Lorsqu’il a lancé une première expédition, qui a conduit à l’établissement du camp suisse, était-il précurseur?
Pour l’anecdote, Konrad Steffen voulait partir dans l’Himalaya, mais il a dû renoncer à la suite d’un refus de permis. Il a donc choisi le Groenland, qui bénéficiait de conditions propices pour mener des recherches scientifiques dans la région arctique. A l’époque, il était déjà reconnu comme un expert dans le domaine de la glaciologie et s’intéressait aux calottes glaciaires en raison de leur sensibilité aux variations climatiques. On ne parlait pas encore, comme aujourd’hui, de l’urgence climatique.
Comment le projet a-t-il évolué?
Une première station a été établie au Groenland, connue sous le nom de Swiss Camp. Au fil des décennies qui ont suivi, trente et une stations météorologiques ont été construites pour permettre des relèves automatiques de la température, de la pression atmosphérique, du vent, du rayonnement et de l’humidité. Les données collectées montrent une nette tendance au réchauffement et sont d'une importance capitale pour la recherche climatique à l'échelle globale.
Quels souvenirs gardez-vous de cette expérience?
Pendant neuf ans, j’ai participé aux expéditions sur le terrain, qui avaient lieu au printemps. Dans une zone aussi septentrionale, les températures se situaient autour de -20oC, avec des chutes à -40oC. La simple procédure d’atterrissage sur ce glacier était déjà une aventure!
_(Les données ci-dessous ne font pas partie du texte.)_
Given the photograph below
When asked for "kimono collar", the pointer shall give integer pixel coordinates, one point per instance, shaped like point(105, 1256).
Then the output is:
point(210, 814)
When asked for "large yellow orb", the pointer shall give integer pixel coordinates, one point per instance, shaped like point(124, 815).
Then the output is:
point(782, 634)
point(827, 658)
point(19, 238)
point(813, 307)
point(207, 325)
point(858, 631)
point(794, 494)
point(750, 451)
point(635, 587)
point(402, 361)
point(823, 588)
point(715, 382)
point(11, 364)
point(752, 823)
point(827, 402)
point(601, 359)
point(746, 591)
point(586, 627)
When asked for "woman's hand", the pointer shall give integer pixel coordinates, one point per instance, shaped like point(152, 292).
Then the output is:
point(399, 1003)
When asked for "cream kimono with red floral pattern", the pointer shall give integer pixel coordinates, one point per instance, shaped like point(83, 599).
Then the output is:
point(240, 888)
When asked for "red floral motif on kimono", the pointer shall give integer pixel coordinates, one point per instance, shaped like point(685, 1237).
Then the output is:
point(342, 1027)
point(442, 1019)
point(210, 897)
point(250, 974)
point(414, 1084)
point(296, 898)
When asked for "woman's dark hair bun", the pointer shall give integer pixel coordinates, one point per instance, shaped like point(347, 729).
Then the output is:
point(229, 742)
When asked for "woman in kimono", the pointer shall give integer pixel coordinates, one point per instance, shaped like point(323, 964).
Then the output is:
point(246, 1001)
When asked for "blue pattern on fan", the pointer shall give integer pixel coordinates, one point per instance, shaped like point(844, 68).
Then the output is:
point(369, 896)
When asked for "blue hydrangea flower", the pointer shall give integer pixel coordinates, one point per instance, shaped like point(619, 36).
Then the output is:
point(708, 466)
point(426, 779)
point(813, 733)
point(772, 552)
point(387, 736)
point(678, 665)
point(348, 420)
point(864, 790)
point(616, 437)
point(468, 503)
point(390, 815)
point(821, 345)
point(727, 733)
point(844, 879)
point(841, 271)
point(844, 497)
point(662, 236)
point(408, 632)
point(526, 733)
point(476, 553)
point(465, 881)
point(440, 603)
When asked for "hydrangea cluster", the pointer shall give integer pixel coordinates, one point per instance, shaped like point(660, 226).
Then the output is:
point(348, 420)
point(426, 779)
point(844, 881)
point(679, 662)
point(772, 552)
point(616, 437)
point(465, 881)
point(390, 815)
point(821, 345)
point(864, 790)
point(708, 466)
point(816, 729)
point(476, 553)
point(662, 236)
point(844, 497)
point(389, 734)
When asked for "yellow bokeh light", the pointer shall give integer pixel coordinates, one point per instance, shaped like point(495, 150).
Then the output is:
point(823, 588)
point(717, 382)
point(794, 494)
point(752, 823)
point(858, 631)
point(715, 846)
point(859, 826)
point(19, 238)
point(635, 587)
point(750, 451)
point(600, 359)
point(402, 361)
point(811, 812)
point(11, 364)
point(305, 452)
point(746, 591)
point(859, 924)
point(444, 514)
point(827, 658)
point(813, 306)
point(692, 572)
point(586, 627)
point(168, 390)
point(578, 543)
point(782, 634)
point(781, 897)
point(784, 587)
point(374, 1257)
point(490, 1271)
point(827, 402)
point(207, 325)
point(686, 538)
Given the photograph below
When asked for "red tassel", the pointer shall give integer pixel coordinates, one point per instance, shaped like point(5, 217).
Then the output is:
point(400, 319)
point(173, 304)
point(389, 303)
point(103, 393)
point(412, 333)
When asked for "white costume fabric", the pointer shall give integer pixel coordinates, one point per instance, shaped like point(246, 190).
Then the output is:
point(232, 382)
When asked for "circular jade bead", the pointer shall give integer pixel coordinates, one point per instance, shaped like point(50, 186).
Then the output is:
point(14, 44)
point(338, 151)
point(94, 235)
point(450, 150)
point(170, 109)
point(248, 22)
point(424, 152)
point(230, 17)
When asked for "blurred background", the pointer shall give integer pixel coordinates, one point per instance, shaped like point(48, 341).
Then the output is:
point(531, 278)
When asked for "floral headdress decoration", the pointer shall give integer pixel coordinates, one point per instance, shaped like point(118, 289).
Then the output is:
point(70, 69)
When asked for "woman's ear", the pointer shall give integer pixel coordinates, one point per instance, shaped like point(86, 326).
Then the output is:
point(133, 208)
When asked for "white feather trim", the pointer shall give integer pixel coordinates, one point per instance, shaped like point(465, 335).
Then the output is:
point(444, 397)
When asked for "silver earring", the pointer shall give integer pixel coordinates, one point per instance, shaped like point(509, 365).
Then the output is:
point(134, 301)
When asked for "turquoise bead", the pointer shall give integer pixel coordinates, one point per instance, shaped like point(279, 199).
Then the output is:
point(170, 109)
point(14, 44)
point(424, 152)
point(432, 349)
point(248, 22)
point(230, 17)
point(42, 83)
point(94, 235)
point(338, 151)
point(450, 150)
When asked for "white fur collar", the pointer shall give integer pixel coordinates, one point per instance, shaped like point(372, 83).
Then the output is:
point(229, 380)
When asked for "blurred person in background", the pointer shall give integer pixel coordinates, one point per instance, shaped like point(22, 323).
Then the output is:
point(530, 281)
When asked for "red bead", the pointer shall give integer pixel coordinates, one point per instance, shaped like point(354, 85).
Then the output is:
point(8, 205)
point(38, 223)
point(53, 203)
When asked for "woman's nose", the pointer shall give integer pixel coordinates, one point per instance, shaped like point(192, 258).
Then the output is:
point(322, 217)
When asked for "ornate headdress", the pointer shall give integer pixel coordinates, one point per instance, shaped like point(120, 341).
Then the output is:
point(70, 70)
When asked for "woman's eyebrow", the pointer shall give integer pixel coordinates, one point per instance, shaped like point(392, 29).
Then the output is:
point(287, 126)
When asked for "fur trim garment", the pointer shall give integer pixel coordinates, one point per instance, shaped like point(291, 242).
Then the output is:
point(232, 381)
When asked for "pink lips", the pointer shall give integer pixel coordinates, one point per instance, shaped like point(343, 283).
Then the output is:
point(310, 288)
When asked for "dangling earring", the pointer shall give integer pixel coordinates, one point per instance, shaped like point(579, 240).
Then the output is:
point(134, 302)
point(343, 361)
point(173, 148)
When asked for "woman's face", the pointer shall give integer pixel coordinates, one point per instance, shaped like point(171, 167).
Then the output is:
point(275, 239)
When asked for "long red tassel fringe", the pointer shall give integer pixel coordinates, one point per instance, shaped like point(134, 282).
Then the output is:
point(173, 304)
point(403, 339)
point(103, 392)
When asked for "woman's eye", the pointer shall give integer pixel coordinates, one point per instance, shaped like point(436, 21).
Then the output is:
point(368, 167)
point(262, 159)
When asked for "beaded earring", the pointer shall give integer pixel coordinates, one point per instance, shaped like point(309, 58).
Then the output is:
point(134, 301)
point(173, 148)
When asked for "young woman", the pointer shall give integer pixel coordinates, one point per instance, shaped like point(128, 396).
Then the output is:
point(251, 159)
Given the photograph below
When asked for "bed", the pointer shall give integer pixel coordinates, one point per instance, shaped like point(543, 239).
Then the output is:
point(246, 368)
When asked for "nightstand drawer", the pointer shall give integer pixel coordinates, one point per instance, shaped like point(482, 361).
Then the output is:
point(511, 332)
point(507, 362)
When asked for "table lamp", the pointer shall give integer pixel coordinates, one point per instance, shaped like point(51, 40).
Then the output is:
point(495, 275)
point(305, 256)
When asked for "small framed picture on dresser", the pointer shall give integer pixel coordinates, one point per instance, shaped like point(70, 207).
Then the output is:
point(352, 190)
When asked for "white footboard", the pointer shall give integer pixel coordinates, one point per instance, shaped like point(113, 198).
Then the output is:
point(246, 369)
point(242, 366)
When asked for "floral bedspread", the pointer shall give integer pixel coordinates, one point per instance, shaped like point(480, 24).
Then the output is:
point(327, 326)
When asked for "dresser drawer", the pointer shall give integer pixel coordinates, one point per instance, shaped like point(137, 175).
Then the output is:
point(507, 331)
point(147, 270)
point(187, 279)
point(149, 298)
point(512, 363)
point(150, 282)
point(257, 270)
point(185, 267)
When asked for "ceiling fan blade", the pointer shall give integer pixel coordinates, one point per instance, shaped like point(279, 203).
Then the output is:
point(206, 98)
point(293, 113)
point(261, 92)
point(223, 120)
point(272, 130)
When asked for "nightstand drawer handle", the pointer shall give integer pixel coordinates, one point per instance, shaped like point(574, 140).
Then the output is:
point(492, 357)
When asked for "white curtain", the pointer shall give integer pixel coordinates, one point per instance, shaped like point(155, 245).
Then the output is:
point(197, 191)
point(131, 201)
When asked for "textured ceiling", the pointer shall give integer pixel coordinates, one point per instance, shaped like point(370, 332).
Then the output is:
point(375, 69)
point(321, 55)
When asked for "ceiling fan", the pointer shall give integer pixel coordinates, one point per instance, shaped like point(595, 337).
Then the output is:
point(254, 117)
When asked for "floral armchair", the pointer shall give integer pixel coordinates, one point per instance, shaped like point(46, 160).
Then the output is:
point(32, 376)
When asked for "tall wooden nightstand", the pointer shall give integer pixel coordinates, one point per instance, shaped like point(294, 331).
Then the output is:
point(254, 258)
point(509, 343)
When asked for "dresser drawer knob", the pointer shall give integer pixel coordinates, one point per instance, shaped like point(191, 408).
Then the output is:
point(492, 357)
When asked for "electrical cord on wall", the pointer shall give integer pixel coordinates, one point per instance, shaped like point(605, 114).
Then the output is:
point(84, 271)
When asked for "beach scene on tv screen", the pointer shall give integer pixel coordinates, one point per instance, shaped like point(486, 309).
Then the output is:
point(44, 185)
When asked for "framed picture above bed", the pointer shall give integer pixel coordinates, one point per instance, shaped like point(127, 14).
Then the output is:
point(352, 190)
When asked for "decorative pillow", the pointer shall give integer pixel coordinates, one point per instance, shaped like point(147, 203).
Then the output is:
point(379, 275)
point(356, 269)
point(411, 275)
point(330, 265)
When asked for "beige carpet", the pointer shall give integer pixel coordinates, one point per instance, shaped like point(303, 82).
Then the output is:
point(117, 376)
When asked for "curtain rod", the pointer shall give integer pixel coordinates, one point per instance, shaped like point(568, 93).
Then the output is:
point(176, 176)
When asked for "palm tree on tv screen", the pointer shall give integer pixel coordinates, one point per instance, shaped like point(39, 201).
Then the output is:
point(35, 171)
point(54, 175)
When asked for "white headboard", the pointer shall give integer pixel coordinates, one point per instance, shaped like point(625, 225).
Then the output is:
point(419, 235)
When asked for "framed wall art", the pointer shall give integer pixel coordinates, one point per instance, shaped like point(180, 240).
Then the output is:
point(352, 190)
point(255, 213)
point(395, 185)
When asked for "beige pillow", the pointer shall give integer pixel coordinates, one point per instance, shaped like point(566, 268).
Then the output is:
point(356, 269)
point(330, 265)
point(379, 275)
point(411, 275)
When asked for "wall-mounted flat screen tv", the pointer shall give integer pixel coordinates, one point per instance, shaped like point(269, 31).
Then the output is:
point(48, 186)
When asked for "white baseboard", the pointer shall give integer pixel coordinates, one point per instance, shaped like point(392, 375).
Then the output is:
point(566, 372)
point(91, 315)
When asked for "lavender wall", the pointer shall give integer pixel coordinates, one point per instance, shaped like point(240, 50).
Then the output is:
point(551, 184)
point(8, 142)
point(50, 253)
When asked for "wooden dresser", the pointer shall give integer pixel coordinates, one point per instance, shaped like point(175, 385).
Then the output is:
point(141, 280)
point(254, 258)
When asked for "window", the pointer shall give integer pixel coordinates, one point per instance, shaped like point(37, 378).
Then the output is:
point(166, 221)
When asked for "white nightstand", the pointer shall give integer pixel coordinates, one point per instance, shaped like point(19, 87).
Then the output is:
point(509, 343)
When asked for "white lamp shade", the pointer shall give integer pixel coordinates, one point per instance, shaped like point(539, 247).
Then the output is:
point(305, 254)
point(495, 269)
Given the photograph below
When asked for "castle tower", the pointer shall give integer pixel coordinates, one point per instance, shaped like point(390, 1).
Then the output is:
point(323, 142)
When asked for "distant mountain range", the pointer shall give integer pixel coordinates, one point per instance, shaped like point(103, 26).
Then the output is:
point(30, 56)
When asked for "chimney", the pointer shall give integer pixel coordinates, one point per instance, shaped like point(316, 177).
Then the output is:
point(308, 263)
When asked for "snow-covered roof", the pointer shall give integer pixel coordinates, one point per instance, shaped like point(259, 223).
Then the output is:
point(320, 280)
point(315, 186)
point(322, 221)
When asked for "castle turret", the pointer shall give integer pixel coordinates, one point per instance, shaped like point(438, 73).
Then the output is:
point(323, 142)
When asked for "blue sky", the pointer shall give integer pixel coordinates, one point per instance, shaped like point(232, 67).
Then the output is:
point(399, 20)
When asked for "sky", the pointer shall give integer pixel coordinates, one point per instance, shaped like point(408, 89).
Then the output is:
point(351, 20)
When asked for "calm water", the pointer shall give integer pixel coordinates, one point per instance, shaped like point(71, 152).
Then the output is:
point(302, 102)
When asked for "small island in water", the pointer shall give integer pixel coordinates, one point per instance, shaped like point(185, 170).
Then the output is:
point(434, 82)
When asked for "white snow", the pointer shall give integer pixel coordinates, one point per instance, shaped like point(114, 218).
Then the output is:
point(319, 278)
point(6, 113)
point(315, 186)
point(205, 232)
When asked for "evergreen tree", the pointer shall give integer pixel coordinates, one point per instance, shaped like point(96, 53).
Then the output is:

Une fois, l’aile de l’avion s’est enfoncée dans la glace lors de la procédure et nous avons dû attendre les secours pendant près de deux jours. Au Swiss Camp, nous étions sous tente. Avant chaque départ, nous devions suivre des examens médicaux rigoureux et avoir une bonne condition physique.
Konrad Steffen est mort en 2020 dans un accident au Groenland. Comment?
Alors que les expéditions s’effectuaient d’habitude en mai, nous avons programmé un séjour au mois d’août 2020, car cette période nous semblait plus sûre du point de vue de la sécurité, notamment pour l’atterrissage en hélicoptère. L’accident est survenu le 8 août, lors d’une expédition au Swiss Camp, à laquelle je participais. J'ai accompagné Konrad jusqu'à la zone de sécurité du camp et je suis retourné travailler à la station météorologique. Or, une crevasse se trouvait à quelques mètres seulement de cette zone de sécurité. Au bout de deux heures environ, nous nous sommes inquiétés du fait qu’il ne rentrait pas et nous avons immédiatement lancé des recherches. Malgré tous nos efforts, nous n’avons jamais pu retrouver son corps. J’en retiens qu’il a payé de sa vie le prix de son engagement en faveur du climat.
Dans quel but mettre ses travaux en libre accès?
Konrad Steffen souhaitait que les données collectées servent à la cause climatique. Il estimait qu’il était de sa responsabilité de scientifique de mener des recherches et de les faire connaître au grand public. Il espérait que les personnes ayant un pouvoir de décision puissent les prendre de façon éclairée. Nous lui rendons hommage en publiant ces données.